The RVAD is calculated by subtracting a from b. If the difference is equal to or greater than +/-20 then curve is considered very progressive.

In addition, the Cobb angle is also important as curves greater than 20 degrees of Cobb angle have a higher correlation with an underlying pathological cause than those with a Cobb less than 20 degrees. 

Referral and co-management is an important consideration. If there is any suspicion of congenital, neuromuscular or syndrome-related scoliosis then referral to a physician who specialises in the management of infantile scoliosis is recommended.  In addition, if the Cobb angle is greater than 20 degrees, the RVAD difference is greater than 20 degrees, or if there are no abdominal reflexes then an expert opinion should be sought.

In cases where the scoliosis is considered idiopathic or indeed where a curve is less than 20 degrees and spinal curvature is viewed to be caused by secondary reasons such as mild birth trauma (not CP cases), then observation or low force chiropractic management may be appropriate. If the case is idiopathic but the Cobb is greater than 20 degrees or the RVAD is greater than 20 then it is imperative that custom spinal bracing is considered. There is a limited window for bracing to be effective in infants but within this window braces are highly successful and in most cases can correct the curve.  In cases where there is gross deformity, or a rapidly progressing congenital, neuromuscular or syndrome, serial casting under general anaesthetic would be the step before surgery. If this then fails minimally invasive extendable systems are normally favoured such as the VEPTR (vertical expandable prosthetic titanium rib) or growing rods. However these interventions are a last resort and generally only used in cases where patients have failed non-surgical care.

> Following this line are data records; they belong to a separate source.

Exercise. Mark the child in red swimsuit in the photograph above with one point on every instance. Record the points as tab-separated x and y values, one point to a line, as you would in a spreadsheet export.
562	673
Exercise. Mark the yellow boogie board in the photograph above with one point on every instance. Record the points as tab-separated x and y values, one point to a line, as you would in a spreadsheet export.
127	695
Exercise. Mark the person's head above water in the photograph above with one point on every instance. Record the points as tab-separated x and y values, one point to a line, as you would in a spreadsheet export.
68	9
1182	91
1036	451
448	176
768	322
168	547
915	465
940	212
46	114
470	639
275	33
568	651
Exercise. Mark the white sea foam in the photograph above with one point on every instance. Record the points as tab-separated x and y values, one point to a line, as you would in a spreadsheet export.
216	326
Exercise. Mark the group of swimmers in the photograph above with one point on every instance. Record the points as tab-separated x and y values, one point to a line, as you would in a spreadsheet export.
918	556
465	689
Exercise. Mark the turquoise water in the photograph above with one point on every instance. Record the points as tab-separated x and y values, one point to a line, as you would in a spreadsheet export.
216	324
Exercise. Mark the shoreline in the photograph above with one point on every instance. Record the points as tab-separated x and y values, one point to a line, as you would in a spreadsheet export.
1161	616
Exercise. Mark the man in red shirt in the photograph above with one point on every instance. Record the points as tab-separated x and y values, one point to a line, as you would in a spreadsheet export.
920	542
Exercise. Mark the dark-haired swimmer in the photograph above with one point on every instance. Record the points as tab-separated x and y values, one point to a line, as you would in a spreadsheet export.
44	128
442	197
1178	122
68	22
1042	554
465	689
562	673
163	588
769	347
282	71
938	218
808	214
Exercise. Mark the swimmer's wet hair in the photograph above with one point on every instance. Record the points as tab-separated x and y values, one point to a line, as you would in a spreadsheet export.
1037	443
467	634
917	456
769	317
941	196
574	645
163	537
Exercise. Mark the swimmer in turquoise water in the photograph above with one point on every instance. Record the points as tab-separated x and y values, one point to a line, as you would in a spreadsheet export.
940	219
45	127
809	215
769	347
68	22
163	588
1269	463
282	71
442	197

In summary: Infantile scoliosis can be a serious disease. Although the incidence of it is rare, there is a relatively high association with some type of pathology or underlying syndrome. Hence a thorough work up and examination in these cases is essential. Early treatment and accurate diagnosis leads to better outcomes and if in doubt refer the case to a health care professional who specialises in the management of children with scoliosis for further evaluation.

[1] Pehrsson K1, Larsson S, Oden A, Nachemson A; Long-term follow-up of patients with untreated scoliosis. A study of mortality, causes of death, and symptoms..  Spine (Phila Pa 1976). 1992 Sep;17(9):1091-6.

[2] Dobbs MB1, Lenke LG, Szymanski DA, Morcuende JA, Weinstein SL, Bridwell KH, Sponseller PD; Prevalence of neural axis abnormalities in patients with infantile idiopathic scoliosis. J Bone Joint Surg Am. 2002 Dec;84-A(12):2230-4.
[3] O. K. Harlem, A. Lönnum; A Clinical Study of the Abdominal Skin Reflexes in Newborn Infants
Arch Dis Child. 1957 Apr; 32(162): 127–130.